Gregor Gysi und sein Buch 'Ein Leben ist zu wenig'

Gregor Gysi wurde 1948 in Berlin geboren. Er stammt aus einer Berliner Familie, deren Stammvater, der Seidenfärber Samuel Gysin (* 1681), im frühen 18. Jahrhundert aus Läufelfingen im Oberbaselbiet eingewandert war. Gregor Gysis Vater Klaus Gysi (1912-1999) war unter anderem DDR-Kulturminister, Staatssekretär für Kirchenfragen und Botschafter in Italien. Seine Mutter entstammt der jüdischen Kaufmannsfamilie Lessing; Literaturnobelpreisträgerin Doris Lessing war die Schwägerin seiner Mutter. 

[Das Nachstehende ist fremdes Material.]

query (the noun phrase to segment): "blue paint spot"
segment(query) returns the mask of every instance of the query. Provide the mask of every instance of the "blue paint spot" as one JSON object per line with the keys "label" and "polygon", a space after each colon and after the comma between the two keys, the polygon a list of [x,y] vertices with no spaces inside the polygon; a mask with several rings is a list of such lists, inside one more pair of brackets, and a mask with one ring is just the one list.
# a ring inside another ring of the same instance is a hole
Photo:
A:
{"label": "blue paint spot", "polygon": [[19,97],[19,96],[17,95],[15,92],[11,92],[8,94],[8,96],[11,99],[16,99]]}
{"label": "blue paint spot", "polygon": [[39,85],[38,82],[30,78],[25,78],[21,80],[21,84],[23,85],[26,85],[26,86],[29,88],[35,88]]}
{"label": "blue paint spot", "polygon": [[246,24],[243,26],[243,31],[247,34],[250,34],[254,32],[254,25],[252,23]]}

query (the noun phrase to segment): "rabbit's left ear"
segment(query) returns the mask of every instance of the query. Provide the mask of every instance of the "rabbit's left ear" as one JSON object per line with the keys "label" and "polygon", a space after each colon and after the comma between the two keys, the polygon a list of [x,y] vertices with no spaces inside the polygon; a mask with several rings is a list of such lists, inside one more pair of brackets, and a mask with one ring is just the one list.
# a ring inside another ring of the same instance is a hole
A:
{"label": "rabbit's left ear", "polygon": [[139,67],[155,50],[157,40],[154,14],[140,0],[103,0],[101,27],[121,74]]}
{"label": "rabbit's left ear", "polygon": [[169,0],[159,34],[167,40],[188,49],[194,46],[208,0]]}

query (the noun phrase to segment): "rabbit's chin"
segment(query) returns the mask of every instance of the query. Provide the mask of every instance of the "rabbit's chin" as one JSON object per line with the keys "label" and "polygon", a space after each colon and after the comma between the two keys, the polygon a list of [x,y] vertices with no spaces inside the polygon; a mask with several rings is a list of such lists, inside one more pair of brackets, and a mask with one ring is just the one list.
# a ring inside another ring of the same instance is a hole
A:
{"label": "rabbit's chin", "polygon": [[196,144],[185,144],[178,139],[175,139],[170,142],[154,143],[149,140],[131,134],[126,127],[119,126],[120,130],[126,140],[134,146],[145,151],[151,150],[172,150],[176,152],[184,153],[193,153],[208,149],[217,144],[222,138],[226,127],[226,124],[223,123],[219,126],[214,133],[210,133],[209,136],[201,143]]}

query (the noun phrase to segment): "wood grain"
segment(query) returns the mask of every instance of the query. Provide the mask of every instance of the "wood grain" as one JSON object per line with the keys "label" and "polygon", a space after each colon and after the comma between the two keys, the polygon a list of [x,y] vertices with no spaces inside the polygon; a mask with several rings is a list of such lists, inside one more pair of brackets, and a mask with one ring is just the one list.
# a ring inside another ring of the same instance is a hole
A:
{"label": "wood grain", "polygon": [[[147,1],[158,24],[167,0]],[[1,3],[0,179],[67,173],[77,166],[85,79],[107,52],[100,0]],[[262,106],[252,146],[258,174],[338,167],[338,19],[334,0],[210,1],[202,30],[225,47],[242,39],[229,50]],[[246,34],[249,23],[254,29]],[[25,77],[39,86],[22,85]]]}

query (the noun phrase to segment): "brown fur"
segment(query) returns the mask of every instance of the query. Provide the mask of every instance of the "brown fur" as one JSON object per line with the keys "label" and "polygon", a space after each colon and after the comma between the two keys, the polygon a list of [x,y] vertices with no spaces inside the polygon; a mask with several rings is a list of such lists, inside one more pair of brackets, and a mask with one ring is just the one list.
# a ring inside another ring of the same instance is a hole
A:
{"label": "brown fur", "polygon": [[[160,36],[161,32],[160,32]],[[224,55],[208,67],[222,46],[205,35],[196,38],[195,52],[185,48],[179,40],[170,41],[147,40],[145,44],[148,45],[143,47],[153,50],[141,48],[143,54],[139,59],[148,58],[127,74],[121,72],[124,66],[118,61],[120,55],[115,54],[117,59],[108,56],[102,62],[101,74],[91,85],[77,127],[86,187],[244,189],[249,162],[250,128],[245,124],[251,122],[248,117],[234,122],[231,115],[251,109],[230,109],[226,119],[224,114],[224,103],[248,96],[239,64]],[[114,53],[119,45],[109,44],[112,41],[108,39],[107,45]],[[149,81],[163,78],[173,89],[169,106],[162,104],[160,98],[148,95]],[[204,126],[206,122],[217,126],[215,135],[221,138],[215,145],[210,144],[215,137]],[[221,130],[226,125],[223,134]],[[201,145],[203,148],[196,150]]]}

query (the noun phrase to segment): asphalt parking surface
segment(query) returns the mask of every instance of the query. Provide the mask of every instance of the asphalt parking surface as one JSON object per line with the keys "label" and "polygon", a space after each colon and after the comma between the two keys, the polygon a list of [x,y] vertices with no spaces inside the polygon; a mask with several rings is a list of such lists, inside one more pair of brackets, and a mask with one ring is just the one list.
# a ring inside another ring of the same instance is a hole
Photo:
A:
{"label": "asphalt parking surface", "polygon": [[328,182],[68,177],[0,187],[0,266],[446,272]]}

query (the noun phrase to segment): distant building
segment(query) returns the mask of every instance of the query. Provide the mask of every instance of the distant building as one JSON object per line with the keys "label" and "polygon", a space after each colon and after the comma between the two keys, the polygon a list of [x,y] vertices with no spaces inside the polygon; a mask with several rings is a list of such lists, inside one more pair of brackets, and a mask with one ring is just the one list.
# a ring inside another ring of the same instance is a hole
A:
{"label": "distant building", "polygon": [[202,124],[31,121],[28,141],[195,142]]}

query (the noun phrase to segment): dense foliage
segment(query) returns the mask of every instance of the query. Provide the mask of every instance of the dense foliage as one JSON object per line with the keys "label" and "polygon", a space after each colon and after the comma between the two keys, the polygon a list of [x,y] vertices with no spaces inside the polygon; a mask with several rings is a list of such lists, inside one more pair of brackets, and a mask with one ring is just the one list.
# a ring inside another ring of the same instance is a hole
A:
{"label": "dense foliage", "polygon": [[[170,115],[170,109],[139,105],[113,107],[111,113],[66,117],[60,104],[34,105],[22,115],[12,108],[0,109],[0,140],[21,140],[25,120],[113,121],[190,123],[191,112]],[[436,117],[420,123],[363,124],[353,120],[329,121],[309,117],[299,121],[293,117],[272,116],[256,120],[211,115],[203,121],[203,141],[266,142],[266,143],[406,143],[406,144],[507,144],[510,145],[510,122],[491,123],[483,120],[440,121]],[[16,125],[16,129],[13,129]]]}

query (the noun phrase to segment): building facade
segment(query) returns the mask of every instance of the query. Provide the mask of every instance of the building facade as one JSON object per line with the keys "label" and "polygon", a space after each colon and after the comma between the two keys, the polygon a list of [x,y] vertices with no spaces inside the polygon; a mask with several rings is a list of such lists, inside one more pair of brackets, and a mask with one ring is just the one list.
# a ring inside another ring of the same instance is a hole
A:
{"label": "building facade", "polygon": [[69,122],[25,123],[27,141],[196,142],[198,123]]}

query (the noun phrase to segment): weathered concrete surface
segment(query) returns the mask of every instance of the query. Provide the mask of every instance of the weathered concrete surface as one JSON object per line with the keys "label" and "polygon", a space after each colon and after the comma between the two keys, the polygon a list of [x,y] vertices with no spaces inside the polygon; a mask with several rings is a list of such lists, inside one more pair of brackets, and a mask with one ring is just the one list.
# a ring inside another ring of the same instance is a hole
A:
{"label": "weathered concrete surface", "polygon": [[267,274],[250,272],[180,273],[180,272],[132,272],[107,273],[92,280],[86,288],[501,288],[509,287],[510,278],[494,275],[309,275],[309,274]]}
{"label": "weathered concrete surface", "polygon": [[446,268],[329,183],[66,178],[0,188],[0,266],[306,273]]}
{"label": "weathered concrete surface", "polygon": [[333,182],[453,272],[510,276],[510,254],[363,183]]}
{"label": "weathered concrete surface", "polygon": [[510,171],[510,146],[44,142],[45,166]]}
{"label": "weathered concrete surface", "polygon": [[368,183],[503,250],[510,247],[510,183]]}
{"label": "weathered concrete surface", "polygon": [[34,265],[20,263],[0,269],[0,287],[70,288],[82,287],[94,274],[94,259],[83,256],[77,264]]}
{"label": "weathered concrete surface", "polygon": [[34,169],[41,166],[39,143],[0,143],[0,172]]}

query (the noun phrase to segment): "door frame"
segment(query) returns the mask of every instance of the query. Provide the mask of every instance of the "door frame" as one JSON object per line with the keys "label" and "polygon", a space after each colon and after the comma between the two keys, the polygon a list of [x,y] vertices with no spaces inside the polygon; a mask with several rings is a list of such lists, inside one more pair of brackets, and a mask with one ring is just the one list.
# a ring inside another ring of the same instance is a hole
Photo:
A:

In den 70er Jahren war Gregor Gysi einer der wenigen selbständigen Anwälte in der DDR. Von Ende 1989 bis 1993 war Gysi letzter Vorsitzender der SED-PDS und ihrer Nachfolgepartei PDS. Nach der erstmals freien Volkskammerwahl 1990 führte er ihre Fraktion in der Volkskammer der DDR noch von März bis Oktober 1990 bis zur formellen deutschen Wiedervereinigung an. Daran anschließend war er von 1990 bis 1998 Vorsitzender der Bundestagsgruppe der PDS und von 1998 bis 2000 Vorsitzender der PDS-Bundestagsfraktion. Im Jahr 2002 war er fünf Monate einer der stellvertretenden Bürgermeister in Berlin.

Seit 2005 ist Gysi wieder Mitglied des Deutschen Bundestages. Von 2005 bis 2015 war er dort Fraktionsvorsitzender der Linksfraktion. Während des dritten Kabinetts Merkel war er von Dezember 2013 bis Oktober 2015 zusätzlich Oppositionsführer in der Legislaturperiode des 18. Bundestags.

Am 17. Dezember 2016 wählte ihn die übernationale Europäische Linke auf einem Parteitag in Berlin zu ihrem Präsidenten.

Gregor Gysi war und ist eine der zentralen und prominentesten Persönlichkeiten der PDS bzw. der Partei ‚Die Linke’ und wirkte prägend auf das politische Geschehen in der Bundespolitik seit der politischen Wende von 1989/1990 ein. Zu seinen politischen Erfolgen zählt die Transformation der vormaligen DDR-Staatspartei SED (der er ab 1967 angehört hatte) zur PDS und nach deren 2007 erfolgten Fusion mit der SPD-Abspaltung WASG schließlich zur Linken. Mit ihren tendenziell zunehmenden Wahlerfolgen und Mandaten in überregionalen Parlamenten auch in den westdeutschen Ländern trug Gysi maßgeblich zur bundesweiten Etablierung seiner links von SPD und Bündnisgrünen positionierten Partei bei.

Gregor Gysi gilt als glänzender Rhetoriker. 2017 wurde im in Aachen der Orden ‚Wider den tierischen Ernst’ verliehen, mit welchem bekannte Persönlichkeiten für ihre Individualität, ihre Beliebtheit und ihren Mutterwitz, v.a. aber für Menschlichkeit und Humor in ihrer Amtsführung ausgezeichnet werden. Begründet wurde die Verleihung damit, dass es Gregor Gysi wie kaum ein anderer Politiker in Deutschland verstehe, Menschen für politische Debatten zu faszinieren.

 

Im Zentrum der Veranstaltung vom 10. September in Bottmingen steht ein Gespräch des Journalisten Hans-Dieter Schütt mit Gregor Gysi über dessen Autobiographie ‚Ein Leben ist zu wenig’.